Now, alone in his room with his thoughts of Sanji and music and the future, he contemplated what it’d mean for him to be going on alone in a world so different from the other boy. Zoro knew that Sanji wasn't lying about being happy as a chef- he  _ had  _ always liked cooking, and he was good at it. If Zoro was being honest with himself, the fear wasn't even that he’d never get to play with the blonde again, it was that they’d never hang out again. What if Sanji thought they didn't have anything in common anymore once he stopped playing? Or what if he realized that outside of music, Zoro really wasn't much? 

He shook himself, checking his finger’s positions again to make sure he hadn’t zoned out too badly. He always stayed perfectly in position though, hands relaxed in their rightful place on the strings and the bow moved swiftly. Looking at his own hands, he imagined the slightly thinner bones of Sanji’s pale fingers, quiet and graceful. What would hands like that look on his bass, long and beautiful against something so lovingly tended to by Zoro? 

He wanted to see it. Just once, before Sanji called it quits and dedicated himself to working as a chef. And more than that too, god, he wanted Sanji to know the way it  _ felt _ to have all that sound travel through his bones in a way that a brass instrument could never capture. It’d be- not a love poem but- it could be something, couldn't it?
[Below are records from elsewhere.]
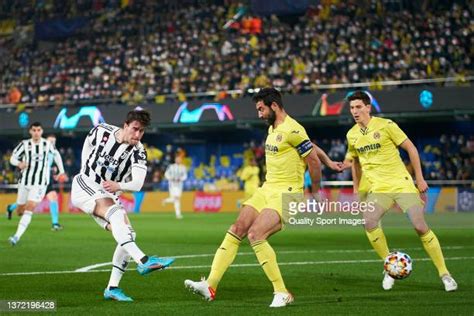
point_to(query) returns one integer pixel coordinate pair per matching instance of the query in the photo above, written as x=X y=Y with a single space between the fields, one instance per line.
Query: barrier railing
x=149 y=186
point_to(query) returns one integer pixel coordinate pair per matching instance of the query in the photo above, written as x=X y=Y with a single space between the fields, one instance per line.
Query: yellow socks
x=432 y=247
x=378 y=241
x=267 y=258
x=223 y=258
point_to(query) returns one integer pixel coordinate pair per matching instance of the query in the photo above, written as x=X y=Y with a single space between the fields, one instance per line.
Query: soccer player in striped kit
x=176 y=174
x=114 y=160
x=31 y=156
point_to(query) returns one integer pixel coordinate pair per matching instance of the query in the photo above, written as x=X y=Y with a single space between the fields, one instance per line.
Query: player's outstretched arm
x=314 y=167
x=59 y=162
x=356 y=172
x=324 y=158
x=410 y=148
x=17 y=156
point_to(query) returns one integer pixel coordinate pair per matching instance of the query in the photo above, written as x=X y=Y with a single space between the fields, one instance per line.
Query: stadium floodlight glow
x=63 y=121
x=184 y=115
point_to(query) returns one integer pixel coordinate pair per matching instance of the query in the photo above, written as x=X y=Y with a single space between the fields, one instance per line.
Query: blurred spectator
x=151 y=48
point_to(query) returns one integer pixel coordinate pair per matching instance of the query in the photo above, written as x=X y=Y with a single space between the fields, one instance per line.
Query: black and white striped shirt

Not a goodbye, but a kind of prelude to the different paths they were taking. And Sanji with his bass-  _ Sanji with his bass _ . The thought of it alone nearly  _ killed  _ him. 

He groped around on his bed for his discarded phone, frantically typing out a somewhat legible text to the cook, asking him for time on friday.

Shit-cook: I thought you were pissed at me

Cursing, Zoro rubbed at his eyes.

Marimo: not pissed

Marimo: sorry

Marimo: friday?

He stared at his phone for a solid minute before the text bubble popped up, Sanji’s reply spreading a relieved smile on his face. 

Shit-cook: ok

He closed his eyes, clutching the device to his chest for a moment before collapsing in his bed. 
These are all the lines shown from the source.